Rob and I have been married for almost six years now. Things have gotten kind of stale between us lately, and he’s always working—always running out to unclog a toilet somewhere. Sometimes I think Rob and I don’t care much for each other anymore. But then he goes and says something like that.
I glance up at my sister’s house. The doorstep is slick with ice. Rob is right. It’s really coming down.
I see the outline of Scott Dwyer in the window. He’s talking to another officer, and it seems to me he is far too calm considering he’s investigating a murder. I still can’t figure out what he was thinking. He heard screaming coming from my sister’s house. Why didn’t he go inside and investigate? What kind of police officer doesn’t investigate screaming? It’s strange.
But either way, there’s nothing we can do about it now.

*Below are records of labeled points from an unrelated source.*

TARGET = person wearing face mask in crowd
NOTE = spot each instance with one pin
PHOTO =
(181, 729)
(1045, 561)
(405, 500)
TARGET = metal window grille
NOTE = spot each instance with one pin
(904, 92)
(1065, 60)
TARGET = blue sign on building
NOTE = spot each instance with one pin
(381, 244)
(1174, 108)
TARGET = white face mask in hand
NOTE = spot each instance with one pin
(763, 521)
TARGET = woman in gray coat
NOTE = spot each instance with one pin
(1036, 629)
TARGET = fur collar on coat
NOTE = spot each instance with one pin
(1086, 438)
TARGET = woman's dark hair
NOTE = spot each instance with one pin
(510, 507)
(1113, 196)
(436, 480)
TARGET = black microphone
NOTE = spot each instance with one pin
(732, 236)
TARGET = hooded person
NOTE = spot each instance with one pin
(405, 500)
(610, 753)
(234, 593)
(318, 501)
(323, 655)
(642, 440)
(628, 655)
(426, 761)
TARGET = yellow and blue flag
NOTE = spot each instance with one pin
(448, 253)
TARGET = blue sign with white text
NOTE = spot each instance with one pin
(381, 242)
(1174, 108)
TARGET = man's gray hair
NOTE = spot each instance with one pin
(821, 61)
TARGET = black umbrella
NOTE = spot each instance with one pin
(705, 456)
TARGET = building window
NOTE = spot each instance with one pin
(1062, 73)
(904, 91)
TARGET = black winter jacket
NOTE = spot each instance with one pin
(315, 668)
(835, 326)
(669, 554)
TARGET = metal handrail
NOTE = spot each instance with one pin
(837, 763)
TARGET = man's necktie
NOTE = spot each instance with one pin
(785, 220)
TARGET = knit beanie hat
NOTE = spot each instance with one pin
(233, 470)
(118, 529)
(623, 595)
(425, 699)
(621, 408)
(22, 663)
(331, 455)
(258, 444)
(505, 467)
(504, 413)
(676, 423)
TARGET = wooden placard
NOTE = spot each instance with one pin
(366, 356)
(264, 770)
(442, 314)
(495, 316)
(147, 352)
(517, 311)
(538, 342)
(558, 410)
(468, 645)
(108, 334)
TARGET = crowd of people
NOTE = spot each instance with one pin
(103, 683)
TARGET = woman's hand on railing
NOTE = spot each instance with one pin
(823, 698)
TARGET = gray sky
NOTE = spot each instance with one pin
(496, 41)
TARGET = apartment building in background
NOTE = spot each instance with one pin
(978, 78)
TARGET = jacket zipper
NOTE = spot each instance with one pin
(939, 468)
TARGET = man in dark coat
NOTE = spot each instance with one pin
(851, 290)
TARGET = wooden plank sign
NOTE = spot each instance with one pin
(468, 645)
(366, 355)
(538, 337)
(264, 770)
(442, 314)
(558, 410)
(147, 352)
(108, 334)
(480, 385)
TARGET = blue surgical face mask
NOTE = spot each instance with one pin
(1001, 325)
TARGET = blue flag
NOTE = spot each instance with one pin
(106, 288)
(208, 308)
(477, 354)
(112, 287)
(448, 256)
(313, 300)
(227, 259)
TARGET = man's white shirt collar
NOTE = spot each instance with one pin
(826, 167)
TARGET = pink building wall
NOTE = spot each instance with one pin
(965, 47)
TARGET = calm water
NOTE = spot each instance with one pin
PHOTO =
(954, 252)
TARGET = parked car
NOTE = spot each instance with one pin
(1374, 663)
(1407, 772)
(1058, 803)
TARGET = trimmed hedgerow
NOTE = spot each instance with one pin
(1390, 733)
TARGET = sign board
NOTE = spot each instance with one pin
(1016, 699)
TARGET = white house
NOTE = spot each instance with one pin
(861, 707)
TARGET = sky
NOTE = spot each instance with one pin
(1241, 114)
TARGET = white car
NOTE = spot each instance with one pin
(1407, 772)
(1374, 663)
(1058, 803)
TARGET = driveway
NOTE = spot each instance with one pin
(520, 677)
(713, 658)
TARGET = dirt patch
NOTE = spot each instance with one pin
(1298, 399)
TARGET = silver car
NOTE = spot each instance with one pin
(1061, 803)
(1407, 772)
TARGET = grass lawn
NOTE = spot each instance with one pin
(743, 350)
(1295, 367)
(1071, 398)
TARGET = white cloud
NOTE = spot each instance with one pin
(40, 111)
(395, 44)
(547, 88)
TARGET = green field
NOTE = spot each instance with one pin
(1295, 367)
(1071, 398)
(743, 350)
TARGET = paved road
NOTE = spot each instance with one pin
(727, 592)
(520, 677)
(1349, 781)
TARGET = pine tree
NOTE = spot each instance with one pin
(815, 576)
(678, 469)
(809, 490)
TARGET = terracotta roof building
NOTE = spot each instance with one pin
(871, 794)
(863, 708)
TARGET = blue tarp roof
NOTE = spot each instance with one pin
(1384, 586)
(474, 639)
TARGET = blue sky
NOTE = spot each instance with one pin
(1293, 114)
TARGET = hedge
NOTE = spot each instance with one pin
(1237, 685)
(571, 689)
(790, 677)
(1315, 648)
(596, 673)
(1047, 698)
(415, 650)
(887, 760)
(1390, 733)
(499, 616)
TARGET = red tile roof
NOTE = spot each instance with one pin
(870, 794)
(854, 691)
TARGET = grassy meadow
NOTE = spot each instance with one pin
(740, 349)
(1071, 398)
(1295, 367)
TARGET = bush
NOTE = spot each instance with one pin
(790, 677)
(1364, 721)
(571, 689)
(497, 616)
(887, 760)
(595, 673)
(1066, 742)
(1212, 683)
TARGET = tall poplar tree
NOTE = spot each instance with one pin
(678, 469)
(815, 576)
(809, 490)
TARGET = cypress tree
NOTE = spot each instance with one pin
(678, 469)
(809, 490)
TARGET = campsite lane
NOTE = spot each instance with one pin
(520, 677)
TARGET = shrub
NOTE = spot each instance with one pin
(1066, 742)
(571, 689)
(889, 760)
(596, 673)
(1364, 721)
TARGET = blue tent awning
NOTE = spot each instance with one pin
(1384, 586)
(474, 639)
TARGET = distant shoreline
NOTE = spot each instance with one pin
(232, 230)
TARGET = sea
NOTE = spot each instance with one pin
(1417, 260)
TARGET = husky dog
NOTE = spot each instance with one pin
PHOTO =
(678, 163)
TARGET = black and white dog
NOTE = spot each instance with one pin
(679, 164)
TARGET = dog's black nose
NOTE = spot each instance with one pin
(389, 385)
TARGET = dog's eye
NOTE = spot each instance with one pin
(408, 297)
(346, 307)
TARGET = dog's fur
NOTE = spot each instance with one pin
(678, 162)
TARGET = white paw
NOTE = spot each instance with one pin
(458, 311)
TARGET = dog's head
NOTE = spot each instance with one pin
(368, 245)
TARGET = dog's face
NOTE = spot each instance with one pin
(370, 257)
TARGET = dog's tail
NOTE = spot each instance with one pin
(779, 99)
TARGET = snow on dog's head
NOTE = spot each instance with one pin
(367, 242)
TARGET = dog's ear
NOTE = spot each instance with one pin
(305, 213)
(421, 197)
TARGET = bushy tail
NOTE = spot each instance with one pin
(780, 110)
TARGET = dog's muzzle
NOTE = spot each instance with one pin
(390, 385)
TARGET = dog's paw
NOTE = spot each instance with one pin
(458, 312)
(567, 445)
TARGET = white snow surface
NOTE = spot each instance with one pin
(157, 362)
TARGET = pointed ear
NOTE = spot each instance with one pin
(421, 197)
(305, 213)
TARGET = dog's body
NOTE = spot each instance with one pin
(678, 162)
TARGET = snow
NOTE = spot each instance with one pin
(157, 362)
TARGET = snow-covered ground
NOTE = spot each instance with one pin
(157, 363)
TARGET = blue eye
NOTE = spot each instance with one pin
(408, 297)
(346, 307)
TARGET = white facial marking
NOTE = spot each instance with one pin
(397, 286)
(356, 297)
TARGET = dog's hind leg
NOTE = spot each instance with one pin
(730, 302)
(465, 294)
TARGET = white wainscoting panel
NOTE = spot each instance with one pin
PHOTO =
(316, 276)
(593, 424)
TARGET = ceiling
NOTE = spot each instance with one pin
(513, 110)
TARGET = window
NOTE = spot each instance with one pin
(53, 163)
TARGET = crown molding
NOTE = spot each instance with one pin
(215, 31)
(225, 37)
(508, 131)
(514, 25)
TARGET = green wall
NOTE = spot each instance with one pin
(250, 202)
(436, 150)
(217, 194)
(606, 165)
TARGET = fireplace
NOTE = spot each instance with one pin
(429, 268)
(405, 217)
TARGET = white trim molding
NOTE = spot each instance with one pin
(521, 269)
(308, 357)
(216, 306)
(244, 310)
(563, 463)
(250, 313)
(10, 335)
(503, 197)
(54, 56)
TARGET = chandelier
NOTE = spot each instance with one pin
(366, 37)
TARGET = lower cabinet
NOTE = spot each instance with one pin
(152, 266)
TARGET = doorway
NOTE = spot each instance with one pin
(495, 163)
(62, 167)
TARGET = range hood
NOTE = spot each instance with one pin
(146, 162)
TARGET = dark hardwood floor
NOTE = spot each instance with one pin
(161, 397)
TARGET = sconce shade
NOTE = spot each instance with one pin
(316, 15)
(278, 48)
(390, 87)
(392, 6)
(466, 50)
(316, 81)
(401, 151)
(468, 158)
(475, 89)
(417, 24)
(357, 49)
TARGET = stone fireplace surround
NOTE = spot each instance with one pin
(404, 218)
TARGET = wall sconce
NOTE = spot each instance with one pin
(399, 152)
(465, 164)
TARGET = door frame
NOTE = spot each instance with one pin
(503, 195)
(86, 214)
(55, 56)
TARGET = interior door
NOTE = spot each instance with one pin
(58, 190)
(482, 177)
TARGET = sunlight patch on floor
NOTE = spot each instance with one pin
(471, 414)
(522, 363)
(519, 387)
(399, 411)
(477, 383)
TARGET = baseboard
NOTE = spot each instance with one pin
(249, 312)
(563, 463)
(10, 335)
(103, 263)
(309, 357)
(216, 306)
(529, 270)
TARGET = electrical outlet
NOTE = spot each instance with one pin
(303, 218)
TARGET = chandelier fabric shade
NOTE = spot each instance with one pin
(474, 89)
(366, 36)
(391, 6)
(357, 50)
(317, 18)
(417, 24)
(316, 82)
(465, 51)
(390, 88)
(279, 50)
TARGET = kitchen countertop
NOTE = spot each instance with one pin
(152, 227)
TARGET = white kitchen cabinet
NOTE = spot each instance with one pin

“Fine,” I say. “I’ll come home.”
Chapter 17
Rob isn’t a wealthy entrepreneur like Derek, so our house is much more modest than the one I just came from. Two stories, three bedrooms, two of which aren’t much bigger than Quinn’s walk-in closet. It was a fixer-upper when we bought it three years ago, and we haven’t entirely fixed it up. The outside still needs a good coat of paint. The porch is still unfinished, and six months ago I put my foot right through a floorboard.
Rob is handy, and he always swears he’s in the middle of fixing it all. Every Sunday, he gets out his tool belt and acts like he’s doing something important, but meanwhile, the front of our house still looks like something out of a gothic horror novel.
I’m dripping wet when I walk into the house through the garage entrance. Standing in the freezing rain for hours will do that to you. But on the drive home, the rain turned into snow—Rob was right. The roads became incredibly slippery, and I had to focus all my attention on getting home safely.
When I get into the living room, I’m pleased to find that Rob has cranked the heat way up. Usually it annoys me when he does that, but now I’m grateful for it.
Rob is sitting on our secondhand sofa, reading the newspaper, although it’s probably just the sports page. He might be the only person under the age of fifty who still reads a paper newspaper. And he isn’t even forty yet, although he could easily pass for ten years older since he started losing his hair a few years ago.